Поначалу Вика обрадовалась, но мама вдруг принялась отчитывать ее за то, что полнедели они с мужем живут врозь. Вика пыталась ее отвлечь, но мама равнодушно прошла мимо розовых кустов, мимо новой альпийской горки с редкими суккулентами, а на клумбу с изысканно подобранным цветочным ассорти даже не взглянула. Хуже всего было то, что мама вдруг, впервые после Викиной свадьбы, вспомнила Дайнегу.
– Как это вы живете? – кипятилась она. – Убей меня, не понимаю! Разлука мужа и жены допустима, только если он по делам службы отправляется в такое место, где пребывание женщины невозможно или слишком опасно!
– Какие формулировки! – улыбнулась Вика, ставя на садовый столик высокий кофейник, похожий на восклицательный знак. – Прямо хоть сейчас в учебник или в Семейный кодекс.
– Не надо хихикать! Вот если бы ты была замужем за Сергеем и он ушел в автономное плавание, я бы слова не сказала. А у вас-то…
Вика налила кофе в изящные чашечки тонкого фарфора, и в воздухе разлился упоительный аромат настоящей арабики. Стоял чудный летний вечер, солнце неспешно закатывалось за речку, напоследок окрасив ее воды молочно-розовым цветом, кусты сирени словно вздыхали, готовясь ко сну, цветы закрывались на ночь. Скоро потянет приятной прохладой, небо окрасится тенью темноты, но настоящая ночь так и не придет.
– Принести тебе шаль?
Мама только отмахнулась от ее заботы.
– Вика, я сто раз знаю, что ты мне скажешь! Мол, вы не надоедаете друг другу, и прочую чушь! Стараетесь, чтобы любовная лодка не разбилась о быт… Ну-ну! Только, знаешь ли, Маяковский сильно ошибся. Быт – это не рифы, а то море, по которому плывет любовная лодка. Если море мелкое, лодка садится на мель.
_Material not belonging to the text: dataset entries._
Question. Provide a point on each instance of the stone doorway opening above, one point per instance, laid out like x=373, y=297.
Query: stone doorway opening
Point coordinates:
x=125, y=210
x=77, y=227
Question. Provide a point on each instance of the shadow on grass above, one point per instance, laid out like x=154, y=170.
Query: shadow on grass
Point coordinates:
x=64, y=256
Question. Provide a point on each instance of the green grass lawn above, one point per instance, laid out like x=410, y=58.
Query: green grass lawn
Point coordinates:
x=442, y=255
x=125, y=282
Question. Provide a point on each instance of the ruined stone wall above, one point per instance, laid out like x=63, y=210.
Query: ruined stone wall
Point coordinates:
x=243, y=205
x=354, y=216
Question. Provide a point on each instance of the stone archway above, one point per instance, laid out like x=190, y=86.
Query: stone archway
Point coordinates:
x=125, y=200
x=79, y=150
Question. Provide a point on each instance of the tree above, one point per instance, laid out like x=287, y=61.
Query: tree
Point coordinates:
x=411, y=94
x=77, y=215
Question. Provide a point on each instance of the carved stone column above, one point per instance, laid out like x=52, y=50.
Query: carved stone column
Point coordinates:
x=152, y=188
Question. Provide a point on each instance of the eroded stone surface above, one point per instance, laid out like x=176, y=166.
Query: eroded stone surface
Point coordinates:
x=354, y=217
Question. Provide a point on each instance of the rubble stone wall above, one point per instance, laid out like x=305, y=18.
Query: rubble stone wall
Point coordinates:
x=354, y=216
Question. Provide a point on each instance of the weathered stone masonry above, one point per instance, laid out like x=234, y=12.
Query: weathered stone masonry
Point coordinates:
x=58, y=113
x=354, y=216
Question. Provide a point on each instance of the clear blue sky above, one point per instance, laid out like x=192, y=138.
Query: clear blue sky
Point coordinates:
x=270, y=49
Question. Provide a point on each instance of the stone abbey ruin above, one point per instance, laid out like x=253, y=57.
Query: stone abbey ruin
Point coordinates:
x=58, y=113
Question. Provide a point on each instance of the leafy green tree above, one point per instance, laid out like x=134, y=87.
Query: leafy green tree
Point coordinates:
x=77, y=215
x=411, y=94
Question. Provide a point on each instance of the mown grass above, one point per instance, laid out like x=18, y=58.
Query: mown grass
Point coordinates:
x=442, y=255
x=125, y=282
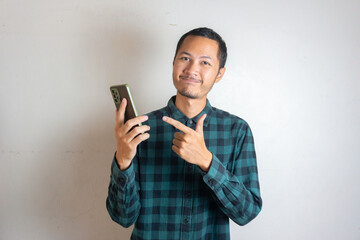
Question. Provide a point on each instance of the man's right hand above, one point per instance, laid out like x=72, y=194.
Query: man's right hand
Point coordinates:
x=127, y=138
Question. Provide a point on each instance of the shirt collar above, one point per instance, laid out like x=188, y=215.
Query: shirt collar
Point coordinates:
x=176, y=114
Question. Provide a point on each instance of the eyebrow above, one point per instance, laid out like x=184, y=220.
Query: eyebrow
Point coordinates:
x=186, y=53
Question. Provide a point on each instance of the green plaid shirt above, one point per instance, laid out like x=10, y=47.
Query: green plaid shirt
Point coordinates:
x=169, y=198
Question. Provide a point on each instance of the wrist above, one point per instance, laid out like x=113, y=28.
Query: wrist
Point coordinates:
x=205, y=166
x=123, y=165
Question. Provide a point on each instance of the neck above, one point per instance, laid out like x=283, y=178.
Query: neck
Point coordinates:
x=190, y=107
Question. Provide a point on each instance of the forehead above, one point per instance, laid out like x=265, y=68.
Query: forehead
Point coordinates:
x=197, y=45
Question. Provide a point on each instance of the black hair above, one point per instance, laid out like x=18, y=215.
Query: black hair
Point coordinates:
x=207, y=33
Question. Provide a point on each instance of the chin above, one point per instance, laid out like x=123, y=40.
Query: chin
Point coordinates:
x=188, y=95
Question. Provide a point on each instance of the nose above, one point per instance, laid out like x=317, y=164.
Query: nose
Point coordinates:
x=192, y=68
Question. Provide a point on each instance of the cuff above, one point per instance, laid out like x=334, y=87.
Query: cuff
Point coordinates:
x=122, y=178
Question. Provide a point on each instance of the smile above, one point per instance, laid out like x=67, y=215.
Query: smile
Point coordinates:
x=188, y=79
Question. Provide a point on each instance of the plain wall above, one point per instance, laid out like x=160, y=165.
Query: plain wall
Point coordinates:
x=292, y=74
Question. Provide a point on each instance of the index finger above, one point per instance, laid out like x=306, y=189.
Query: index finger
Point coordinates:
x=120, y=113
x=177, y=124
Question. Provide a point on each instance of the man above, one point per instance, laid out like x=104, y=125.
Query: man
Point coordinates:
x=194, y=166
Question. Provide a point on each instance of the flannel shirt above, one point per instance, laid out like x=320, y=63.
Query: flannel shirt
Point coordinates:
x=168, y=198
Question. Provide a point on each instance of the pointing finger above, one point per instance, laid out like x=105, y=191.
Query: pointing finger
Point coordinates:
x=200, y=124
x=120, y=114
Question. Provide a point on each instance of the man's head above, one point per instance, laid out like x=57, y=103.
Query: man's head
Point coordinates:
x=198, y=63
x=210, y=34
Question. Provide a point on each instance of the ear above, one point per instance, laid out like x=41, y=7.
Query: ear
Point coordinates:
x=220, y=74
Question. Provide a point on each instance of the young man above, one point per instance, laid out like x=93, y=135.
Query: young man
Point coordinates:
x=194, y=166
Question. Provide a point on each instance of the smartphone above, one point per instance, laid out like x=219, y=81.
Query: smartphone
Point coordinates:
x=119, y=92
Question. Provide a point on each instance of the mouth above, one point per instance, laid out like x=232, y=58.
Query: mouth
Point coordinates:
x=189, y=79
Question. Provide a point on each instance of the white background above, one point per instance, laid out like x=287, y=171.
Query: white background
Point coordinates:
x=292, y=74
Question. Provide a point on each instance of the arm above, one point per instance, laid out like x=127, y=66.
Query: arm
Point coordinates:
x=237, y=192
x=123, y=201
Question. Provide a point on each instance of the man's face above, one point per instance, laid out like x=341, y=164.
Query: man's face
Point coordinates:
x=196, y=67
– У нас тоже есть быт, – буркнула Вика.
«Только на более высоком уровне, чем у вас, – чуть не добавила она, но вовремя осеклась. – У вас быт – приготовить обед, а у нас – построить дом».
– Ваша жизнь какая-то ненастоящая. Напоминает слащавый американский сериал, пропагандирующий семейные ценности.
– Мама! – Вика засмеялась. – Если бы ты не была моей мамой, я бы решила, что ты мне завидуешь. Людям всегда чужое счастье кажется ненатуральным и слащавым. Вот вы же с папой дружно живете, а твои истеричные подружки тоже, наверное, считают, что это все у вас напоказ.
– Я не говорю, что надо каждый день скандалить! Просто муж и жена должны жить вместе.
– Но я не хочу бросать прекрасную работу и опять переезжать к Эльвире Семеновне! Вот уж кто слащавый!